Two chemical compounds of sunscreen allegedly defective male fertility

Some US researchers on Friday, November 14, 2014 said the two chemicals that are used to protect the skin from ultraviolet (UV) seems to be able to impair the ability of men to be fathers.

These chemicals, known as Benzophenone-2, or BP-2, and 4OH-BP, each of which could result in a 30 percent decrease in male fertility, biological ability to reproduce, say the researchers of the National Institutes of Health (NIH) and the Department of Healths Wadswoth Center in the State of New York.

It could be happens because the chemicals are absorbed by the skin, can interfere with the body's hormones and the endocrine system. Lower fertility rates that may result in more length of pregnancy, the researchers said in the American Journal of Epidemiology.

BP-2 and 4OH-BP contained in the composition of the group called ultraviolet filter BP-Type, that made up a total of 29 classes of chemicals are commonly used in sunscreen and other personal care products to protect skin and hair from sun rays.

The researchers studied 501 couples who trying to have children, and follow their progress to become pregnant or for one year effort to record the women time required for pregnant, as reported by Antara on Saturday, November 15, 2014.
Illustration of male fertility. (Picture from: http://bit.ly/11i4gQd)
They also examine the urine sample and measuring the content of selected five UV filter and associated with endocrine disrupting activity.
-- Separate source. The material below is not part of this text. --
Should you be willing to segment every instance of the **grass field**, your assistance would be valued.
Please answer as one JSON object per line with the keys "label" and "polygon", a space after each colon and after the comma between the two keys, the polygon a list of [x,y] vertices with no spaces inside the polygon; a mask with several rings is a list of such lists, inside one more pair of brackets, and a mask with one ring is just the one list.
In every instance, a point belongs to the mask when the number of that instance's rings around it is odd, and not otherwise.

The female test participants aged between 18 and 44 years, and the male were 18-year-old. Nobody ever undergo a medical examination on fertility diagnosis.
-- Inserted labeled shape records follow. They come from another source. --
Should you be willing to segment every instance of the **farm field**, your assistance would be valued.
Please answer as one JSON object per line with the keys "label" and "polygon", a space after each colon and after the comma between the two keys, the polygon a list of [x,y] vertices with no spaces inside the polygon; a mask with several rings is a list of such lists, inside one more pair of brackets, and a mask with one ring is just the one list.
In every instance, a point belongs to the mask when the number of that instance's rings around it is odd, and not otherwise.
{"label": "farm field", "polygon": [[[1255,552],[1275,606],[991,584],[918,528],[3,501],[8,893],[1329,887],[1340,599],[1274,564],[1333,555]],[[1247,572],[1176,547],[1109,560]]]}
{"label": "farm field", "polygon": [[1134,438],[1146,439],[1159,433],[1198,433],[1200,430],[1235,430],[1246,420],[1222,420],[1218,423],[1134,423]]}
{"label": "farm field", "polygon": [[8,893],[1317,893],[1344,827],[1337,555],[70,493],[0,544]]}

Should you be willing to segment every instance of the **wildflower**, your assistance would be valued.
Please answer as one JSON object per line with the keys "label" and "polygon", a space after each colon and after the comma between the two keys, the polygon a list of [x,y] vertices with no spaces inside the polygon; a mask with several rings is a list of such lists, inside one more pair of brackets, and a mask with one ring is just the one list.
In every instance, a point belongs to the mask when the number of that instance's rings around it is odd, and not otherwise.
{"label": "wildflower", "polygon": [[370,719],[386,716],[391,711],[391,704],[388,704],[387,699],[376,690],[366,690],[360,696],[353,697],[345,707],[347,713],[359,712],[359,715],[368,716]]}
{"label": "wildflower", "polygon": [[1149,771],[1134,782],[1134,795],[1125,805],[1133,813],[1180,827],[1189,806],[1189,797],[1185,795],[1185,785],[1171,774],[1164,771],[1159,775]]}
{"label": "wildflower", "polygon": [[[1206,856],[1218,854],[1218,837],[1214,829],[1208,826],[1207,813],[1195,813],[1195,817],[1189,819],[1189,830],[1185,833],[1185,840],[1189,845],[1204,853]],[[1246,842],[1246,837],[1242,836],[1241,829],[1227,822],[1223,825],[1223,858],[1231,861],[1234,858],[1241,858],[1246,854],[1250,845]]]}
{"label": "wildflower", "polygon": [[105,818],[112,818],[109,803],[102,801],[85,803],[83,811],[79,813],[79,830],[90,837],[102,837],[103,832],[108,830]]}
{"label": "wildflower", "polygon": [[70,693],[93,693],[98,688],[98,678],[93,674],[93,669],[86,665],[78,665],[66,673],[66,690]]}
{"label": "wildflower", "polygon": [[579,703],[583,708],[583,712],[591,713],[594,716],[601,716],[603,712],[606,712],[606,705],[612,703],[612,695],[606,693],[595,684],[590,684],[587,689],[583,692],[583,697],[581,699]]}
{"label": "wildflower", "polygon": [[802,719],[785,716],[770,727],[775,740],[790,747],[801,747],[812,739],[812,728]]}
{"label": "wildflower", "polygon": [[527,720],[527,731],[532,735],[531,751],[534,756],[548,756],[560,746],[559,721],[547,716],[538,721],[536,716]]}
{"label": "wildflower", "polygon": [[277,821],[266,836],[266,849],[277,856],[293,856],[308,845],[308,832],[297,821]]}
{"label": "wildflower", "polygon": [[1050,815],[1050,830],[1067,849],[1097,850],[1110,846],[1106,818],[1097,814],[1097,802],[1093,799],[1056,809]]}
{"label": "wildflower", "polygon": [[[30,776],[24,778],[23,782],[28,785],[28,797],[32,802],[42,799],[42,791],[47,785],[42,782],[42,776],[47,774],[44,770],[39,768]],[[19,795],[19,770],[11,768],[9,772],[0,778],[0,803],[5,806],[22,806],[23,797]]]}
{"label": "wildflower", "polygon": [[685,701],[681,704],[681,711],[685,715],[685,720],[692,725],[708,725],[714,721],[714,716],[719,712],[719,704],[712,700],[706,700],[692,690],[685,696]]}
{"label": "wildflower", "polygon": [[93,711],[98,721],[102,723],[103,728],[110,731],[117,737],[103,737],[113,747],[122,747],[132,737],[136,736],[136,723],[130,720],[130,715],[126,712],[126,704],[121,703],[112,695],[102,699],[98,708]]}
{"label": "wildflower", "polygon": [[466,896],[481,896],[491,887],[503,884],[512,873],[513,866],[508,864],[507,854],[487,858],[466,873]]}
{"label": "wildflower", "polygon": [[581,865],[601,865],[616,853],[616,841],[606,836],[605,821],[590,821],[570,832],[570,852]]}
Their findings showed that most, but not all, UV filter may be associated with loss of fertility in men, regardless of the exposure of their spouse. The researchers examined the impact among men who exposed very high (BP-2 or 4OH-BP) UV filter.

"In our study, male fertility seems to be easier to penetrated by these chemicals compared to the female fertility. Women participants actually have a greater exposure to the UV filter as a whole. However, their exposure was not associated with significantly pregnancy delay," said Germaine Louis, author of the study from the National Institutes of Health and Human Development Chile, part of the NIH, in a statement.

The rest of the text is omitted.